Y en 1992 el Gobierno norteamericano, con Bush padre a la cabeza, firmó la Ley Torricelli, luego de que el candidato demócrata, William Clinton, la respaldara públicamente como resultado de un acuerdo con Jorge Más Canosa, presidente de la Fundación Nacional Cubano Americana. El objetivo: asfixiarnos económicamente para provocar el caos social y, en consecuencia, derribar el orden político establecido en la Isla. Ilusionados con un supuesto efecto dominó, abiertamente proclamaban «el fin de la historia» para el «régimen de Castro».
En ese propio año la Oficina de Control de Bienes Extranjeros (OFAC) prohibió a los nacionales de terceros países introducir en EE. UU. tabaco y ron procedentes de Cuba, incluso cuando estos fueran para consumo personal. Aún no habían aprobado la infausta Ley Helms-Burton, de 1996.
En su discurso de ayuda humanitaria al pueblo cubano siempre pusieron por delante una condición: «Si Cuba celebra elecciones totalmente libres y justas bajo supervisión internacional, respeta los derechos humanos y deja de subvertir a sus vecinos, nosotros podemos esperar que mejoren significativamente las relaciones entre nuestros dos países», son palabras textuales del Secretario Adjunto de Estado para Asuntos Interamericanos, en marzo de 1990.
Treinta años después, los objetivos siguen siendo los mismos. Nos piden que hagamos concesiones políticas como condición para quitarle presión a la olla.

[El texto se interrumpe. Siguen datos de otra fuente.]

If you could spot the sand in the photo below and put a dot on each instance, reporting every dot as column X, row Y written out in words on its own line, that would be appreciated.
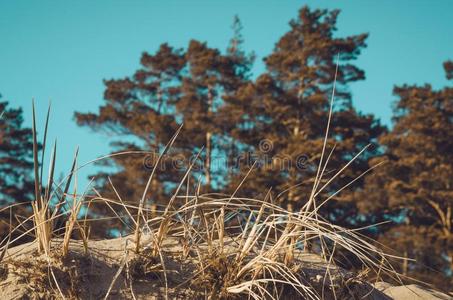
column 25, row 274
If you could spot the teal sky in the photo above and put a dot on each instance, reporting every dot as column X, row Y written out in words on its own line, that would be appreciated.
column 61, row 50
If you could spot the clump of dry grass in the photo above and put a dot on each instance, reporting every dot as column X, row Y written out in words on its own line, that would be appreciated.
column 228, row 247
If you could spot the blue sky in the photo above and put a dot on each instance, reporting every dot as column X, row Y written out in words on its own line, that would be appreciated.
column 62, row 50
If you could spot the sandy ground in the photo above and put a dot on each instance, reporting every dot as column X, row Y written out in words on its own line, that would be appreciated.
column 25, row 274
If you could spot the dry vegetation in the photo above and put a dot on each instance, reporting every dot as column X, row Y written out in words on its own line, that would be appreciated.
column 198, row 246
column 202, row 246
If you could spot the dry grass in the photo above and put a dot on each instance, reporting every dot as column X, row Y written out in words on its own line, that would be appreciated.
column 231, row 247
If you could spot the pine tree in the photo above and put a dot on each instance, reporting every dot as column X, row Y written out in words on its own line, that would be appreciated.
column 285, row 112
column 172, row 88
column 16, row 164
column 414, row 189
column 139, row 112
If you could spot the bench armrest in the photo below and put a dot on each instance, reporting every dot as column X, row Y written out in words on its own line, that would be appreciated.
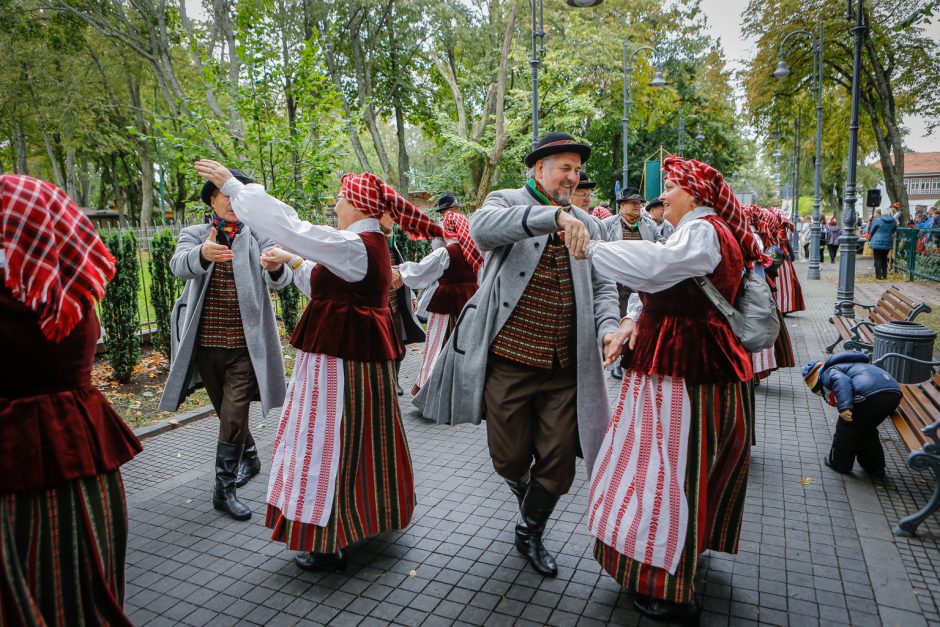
column 931, row 432
column 856, row 303
column 905, row 358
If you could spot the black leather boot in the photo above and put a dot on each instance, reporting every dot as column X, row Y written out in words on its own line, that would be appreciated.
column 322, row 562
column 251, row 463
column 537, row 506
column 227, row 456
column 519, row 488
column 668, row 611
column 398, row 389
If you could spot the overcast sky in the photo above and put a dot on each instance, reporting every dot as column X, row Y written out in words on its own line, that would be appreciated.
column 738, row 51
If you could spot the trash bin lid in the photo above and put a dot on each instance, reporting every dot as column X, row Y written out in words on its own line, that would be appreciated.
column 903, row 330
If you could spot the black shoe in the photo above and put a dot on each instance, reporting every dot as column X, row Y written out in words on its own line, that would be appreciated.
column 828, row 462
column 667, row 611
column 227, row 456
column 322, row 562
column 537, row 506
column 251, row 463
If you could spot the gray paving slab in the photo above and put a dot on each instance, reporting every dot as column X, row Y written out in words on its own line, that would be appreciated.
column 816, row 547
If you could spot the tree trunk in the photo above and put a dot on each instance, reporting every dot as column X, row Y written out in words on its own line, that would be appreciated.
column 19, row 147
column 364, row 87
column 146, row 162
column 492, row 162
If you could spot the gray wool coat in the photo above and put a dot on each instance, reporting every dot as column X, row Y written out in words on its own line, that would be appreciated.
column 648, row 229
column 254, row 302
column 511, row 230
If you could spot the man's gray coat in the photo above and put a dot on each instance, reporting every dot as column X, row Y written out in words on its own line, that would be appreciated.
column 648, row 229
column 254, row 302
column 511, row 229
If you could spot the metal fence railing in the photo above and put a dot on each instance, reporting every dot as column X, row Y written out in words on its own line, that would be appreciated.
column 917, row 253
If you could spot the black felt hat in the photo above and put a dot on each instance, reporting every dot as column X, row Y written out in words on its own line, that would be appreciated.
column 446, row 201
column 554, row 143
column 209, row 188
column 656, row 202
column 629, row 194
column 585, row 182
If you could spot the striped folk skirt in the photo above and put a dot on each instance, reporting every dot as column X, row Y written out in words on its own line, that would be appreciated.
column 62, row 554
column 783, row 347
column 789, row 292
column 440, row 326
column 370, row 485
column 719, row 449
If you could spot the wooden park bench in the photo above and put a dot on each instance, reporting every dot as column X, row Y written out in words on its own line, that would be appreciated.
column 917, row 422
column 858, row 333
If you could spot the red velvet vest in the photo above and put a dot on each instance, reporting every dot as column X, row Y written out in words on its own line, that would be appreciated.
column 351, row 320
column 680, row 332
column 456, row 286
column 55, row 426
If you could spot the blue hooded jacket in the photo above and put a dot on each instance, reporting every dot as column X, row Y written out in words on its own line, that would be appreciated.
column 850, row 379
column 881, row 233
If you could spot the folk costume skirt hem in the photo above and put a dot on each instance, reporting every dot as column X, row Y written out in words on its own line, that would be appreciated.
column 715, row 483
column 440, row 326
column 62, row 554
column 789, row 291
column 373, row 485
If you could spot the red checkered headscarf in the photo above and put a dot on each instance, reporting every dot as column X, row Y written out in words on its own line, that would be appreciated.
column 56, row 263
column 373, row 197
column 601, row 213
column 709, row 187
column 456, row 226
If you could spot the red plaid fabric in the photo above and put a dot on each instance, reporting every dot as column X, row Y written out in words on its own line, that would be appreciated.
column 707, row 185
column 56, row 263
column 601, row 213
column 456, row 226
column 373, row 196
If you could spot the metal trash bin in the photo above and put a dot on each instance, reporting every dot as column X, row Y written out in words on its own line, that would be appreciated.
column 911, row 339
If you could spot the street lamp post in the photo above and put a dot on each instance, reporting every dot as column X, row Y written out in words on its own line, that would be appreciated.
column 682, row 120
column 783, row 71
column 658, row 81
column 538, row 51
column 845, row 295
column 795, row 200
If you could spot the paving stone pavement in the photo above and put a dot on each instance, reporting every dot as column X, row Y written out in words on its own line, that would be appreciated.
column 816, row 547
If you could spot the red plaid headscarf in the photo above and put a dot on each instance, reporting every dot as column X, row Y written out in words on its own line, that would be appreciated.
column 373, row 197
column 601, row 213
column 56, row 263
column 707, row 185
column 456, row 226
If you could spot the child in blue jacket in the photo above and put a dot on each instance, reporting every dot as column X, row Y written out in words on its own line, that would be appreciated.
column 864, row 395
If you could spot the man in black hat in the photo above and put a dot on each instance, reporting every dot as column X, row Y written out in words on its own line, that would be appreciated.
column 525, row 354
column 655, row 209
column 628, row 224
column 582, row 194
column 224, row 335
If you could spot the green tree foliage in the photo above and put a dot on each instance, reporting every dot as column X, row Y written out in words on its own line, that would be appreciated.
column 119, row 314
column 164, row 286
column 900, row 64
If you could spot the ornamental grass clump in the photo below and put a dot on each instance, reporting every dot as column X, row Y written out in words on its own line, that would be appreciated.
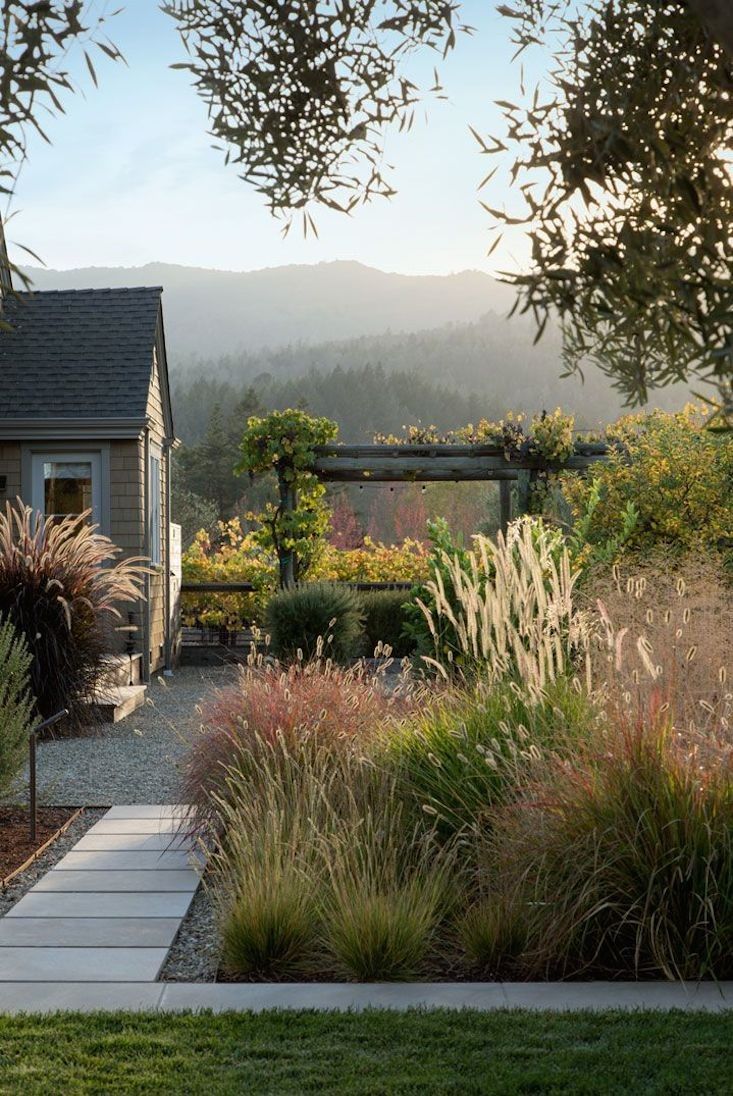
column 316, row 871
column 622, row 859
column 309, row 705
column 389, row 891
column 457, row 758
column 510, row 608
column 15, row 704
column 61, row 588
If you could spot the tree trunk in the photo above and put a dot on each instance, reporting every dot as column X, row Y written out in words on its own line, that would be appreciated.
column 717, row 15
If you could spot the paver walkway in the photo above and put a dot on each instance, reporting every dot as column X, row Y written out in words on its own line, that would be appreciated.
column 110, row 910
column 94, row 933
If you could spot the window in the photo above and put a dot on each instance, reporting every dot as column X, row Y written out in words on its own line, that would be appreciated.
column 66, row 483
column 155, row 509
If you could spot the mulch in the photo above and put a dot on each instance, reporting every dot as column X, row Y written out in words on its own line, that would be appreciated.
column 15, row 844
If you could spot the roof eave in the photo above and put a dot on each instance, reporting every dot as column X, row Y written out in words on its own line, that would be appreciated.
column 52, row 429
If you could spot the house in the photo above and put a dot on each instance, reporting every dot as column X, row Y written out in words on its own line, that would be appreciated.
column 86, row 421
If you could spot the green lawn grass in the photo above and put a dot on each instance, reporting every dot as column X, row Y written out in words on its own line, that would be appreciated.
column 369, row 1052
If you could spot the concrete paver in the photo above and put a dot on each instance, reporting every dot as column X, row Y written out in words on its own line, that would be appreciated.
column 79, row 904
column 135, row 882
column 88, row 932
column 117, row 860
column 81, row 965
column 43, row 997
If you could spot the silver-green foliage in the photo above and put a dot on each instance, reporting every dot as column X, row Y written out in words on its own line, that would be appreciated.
column 15, row 704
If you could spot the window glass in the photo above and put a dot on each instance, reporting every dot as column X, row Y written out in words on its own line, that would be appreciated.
column 67, row 487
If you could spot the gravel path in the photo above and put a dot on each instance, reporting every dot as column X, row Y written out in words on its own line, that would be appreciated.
column 136, row 761
column 195, row 954
column 23, row 883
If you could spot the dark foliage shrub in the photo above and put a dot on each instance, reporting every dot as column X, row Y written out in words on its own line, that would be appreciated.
column 61, row 588
column 15, row 704
column 385, row 618
column 318, row 618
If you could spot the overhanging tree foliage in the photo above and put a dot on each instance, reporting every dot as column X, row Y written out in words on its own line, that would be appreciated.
column 622, row 164
column 625, row 171
column 301, row 91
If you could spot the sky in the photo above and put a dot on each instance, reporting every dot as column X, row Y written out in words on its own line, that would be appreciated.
column 130, row 175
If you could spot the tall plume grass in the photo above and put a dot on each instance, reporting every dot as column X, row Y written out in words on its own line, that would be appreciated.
column 622, row 860
column 512, row 608
column 316, row 870
column 61, row 586
column 664, row 637
column 307, row 706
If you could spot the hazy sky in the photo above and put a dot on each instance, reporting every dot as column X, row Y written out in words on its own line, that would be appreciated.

Ante la postura digna e invariable de Cuba acuden a la prepotencia y el ensañamiento, como las 85 medidas agresivas de diverso tipo que aplicaron solo en 2019 y que han recibido el rechazo de nuestro pueblo y de muchos en el mundo, que también sufren las consecuencias de la soberbia imperial.
El escritor Eduardo Galeano ilustró este acto de genocidio con estilo enfático y sentipensante: «El bloqueo contra Cuba se ha multiplicado con los años. ¿Un asunto bilateral? Así dicen; pero nadie ignora que el bloqueo norteamericano implica, hoy por hoy, el bloqueo universal. A Cuba se le niega el pan y la sal y todo lo demás. Y también implica, aunque lo ignoren muchos, la negación del derecho a la autodeterminación. El cerco asfixiante tendido en torno a Cuba es una forma de intervención, la más feroz, la más eficaz, en sus asuntos internos».
Frente a esa política de agresión permanente, agudizada por el mandato de Trump y sus perversos asesores para hacer explotar la olla, la mejor respuesta de cada cubano está en hacer las cosas bien. Y que el resultado del trabajo cotidiano neutralice cada plan que cocine el enemigo. En definitiva, «emanciparnos por nosotros mismos y con nuestros propios esfuerzos», como nos expresó Fidel en su concepto de Revolución.